Keywords

1 Introduction

Interactive image segmentation, which uses prior knowledge by interacting with the users, is preferred in many applications due to its superior performance [1]. In this approach the users mark some regions belong to foreground and background and initialize the method with them. The most used interactive segmentation methods are GraphCut [2] and its variants (especially GrabCut).

The GraphCut method considers the image as a graph and utilize the mathematical operations and algorithms developed for graph theory. It equalizes the boundary and region features on all segments [2]. Many studies have been focused on the GraphCut and new methods have been developed. For example: Adding some other information to the energy functions [3, 4]; using region and boundary information together [5]. Among these methods the most interested one is the GrabCut method [1].

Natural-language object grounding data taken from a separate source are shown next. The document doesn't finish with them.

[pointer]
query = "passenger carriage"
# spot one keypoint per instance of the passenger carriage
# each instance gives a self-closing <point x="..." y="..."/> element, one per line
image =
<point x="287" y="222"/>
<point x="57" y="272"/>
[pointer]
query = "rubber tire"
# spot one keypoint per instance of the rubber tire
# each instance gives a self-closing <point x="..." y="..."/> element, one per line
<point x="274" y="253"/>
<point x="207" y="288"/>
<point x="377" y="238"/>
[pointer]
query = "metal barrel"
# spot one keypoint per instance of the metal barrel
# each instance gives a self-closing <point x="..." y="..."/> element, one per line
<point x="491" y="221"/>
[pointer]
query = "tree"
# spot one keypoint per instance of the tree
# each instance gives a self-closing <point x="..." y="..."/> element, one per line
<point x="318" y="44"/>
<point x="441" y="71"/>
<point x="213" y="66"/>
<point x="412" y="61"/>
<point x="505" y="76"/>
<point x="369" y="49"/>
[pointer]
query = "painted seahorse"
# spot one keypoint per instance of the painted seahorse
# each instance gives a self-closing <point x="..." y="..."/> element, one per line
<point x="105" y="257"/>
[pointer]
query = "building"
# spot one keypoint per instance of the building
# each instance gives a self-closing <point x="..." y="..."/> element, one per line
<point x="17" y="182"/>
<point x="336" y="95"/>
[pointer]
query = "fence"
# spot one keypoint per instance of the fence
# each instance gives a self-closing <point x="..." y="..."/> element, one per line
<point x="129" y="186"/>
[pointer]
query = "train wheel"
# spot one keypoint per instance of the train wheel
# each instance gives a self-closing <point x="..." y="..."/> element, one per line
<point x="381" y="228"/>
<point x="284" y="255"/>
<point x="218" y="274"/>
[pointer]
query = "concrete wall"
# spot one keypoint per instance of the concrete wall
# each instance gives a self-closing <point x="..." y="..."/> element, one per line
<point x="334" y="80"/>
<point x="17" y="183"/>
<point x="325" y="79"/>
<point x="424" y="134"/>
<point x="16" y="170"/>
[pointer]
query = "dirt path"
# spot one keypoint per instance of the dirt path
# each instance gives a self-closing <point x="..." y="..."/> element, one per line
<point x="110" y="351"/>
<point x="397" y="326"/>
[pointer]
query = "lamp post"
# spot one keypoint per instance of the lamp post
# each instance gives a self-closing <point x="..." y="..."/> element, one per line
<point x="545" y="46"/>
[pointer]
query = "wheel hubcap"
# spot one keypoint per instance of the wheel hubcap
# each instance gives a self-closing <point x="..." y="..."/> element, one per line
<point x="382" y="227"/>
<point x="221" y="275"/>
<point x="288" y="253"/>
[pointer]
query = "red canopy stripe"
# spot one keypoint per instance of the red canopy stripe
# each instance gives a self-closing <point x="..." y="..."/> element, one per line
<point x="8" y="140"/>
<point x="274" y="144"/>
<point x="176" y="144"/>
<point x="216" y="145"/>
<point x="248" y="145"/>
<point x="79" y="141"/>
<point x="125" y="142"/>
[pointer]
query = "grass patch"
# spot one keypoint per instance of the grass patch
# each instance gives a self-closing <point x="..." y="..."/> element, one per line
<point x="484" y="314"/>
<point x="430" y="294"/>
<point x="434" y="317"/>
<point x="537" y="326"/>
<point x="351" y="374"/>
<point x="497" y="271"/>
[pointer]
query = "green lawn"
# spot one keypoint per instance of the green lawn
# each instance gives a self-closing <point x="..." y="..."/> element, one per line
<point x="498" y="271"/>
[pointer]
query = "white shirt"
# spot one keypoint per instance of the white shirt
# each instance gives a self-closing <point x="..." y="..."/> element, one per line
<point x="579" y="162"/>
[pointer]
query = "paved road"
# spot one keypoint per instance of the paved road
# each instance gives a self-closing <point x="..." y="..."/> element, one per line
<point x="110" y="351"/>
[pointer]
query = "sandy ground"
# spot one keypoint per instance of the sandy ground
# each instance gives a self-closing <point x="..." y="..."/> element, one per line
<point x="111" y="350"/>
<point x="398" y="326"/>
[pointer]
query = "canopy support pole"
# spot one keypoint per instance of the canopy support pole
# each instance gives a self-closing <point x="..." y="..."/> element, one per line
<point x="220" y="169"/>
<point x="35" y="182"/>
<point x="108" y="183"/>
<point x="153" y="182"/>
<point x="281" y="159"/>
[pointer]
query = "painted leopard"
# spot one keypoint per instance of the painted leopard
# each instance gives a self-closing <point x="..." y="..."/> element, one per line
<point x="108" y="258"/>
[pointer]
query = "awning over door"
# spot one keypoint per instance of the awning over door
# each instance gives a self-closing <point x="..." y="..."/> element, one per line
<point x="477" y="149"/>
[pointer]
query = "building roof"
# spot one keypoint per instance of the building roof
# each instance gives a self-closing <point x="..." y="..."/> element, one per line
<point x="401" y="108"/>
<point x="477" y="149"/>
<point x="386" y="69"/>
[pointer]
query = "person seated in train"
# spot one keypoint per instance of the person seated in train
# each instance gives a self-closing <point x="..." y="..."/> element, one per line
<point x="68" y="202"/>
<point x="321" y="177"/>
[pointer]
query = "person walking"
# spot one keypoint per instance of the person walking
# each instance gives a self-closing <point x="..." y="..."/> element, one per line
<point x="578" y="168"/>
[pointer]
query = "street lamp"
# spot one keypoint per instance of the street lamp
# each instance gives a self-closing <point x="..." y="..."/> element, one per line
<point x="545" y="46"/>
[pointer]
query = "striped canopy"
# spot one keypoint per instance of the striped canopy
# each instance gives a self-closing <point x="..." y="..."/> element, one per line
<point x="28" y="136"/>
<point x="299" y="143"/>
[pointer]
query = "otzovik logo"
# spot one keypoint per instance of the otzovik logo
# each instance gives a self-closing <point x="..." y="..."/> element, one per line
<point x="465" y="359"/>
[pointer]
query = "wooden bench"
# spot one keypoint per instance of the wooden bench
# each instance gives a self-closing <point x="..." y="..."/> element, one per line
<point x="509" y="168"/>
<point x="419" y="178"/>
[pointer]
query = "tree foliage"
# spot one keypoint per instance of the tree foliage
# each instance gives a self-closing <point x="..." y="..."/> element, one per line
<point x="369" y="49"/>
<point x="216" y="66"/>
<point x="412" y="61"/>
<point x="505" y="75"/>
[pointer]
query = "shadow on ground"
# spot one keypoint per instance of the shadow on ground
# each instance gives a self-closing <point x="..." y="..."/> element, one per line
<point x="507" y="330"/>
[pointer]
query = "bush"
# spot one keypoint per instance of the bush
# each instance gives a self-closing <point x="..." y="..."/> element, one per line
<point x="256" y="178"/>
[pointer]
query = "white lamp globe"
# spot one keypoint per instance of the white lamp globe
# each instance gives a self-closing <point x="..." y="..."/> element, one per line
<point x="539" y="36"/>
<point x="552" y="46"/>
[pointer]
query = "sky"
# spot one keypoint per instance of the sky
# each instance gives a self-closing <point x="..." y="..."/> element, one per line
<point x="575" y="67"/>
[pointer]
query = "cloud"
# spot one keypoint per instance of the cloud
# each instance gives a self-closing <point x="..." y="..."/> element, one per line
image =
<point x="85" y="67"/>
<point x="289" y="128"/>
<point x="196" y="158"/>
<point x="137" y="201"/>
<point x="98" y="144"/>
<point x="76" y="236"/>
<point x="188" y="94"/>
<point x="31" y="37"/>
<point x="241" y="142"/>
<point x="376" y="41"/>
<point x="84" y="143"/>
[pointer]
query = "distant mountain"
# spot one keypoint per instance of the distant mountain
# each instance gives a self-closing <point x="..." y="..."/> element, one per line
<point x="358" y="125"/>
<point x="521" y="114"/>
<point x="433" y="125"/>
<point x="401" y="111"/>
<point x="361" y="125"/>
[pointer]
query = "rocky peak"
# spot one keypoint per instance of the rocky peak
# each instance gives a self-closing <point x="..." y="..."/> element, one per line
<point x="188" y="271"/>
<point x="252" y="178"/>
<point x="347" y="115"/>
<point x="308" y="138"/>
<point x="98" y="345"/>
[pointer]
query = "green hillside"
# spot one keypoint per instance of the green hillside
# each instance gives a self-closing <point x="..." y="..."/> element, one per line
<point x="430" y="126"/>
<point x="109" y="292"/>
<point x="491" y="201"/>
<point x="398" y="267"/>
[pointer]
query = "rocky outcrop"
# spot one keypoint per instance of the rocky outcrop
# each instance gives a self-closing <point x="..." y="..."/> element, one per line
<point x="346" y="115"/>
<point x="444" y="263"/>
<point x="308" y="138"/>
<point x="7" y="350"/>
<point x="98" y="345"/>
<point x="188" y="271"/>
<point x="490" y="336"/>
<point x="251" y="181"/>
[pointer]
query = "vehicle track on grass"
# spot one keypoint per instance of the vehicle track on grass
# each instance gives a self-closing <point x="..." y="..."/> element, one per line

GrabCut method has improved the optimization of the GraphCut method, converted it to an iterative procedure and used the “border matting” to enhance the boundary segmentation performance. It also ask for users to select a rectangular region only, as an initial interaction.

In recent years some works have been implemented to improve the performance of the original GrabCut segmentation method. In [6], the depth information is also used on the energy function. Similarly, in [7] the texture information is used additionally. Khattab et al. [8] enhance the method to give the ability to find more than two objects and reduce the user interaction. In [9], the authors proposed to use the saliency map.

GrabCut is a segmentation method based on iterative energy minimization that use the probability model for color distributions of pixels. Hence, unexpected results may occur when the boundaries between the foreground and background have low contrast. To resolve this problem, the energy function of the method is reformulated in [10].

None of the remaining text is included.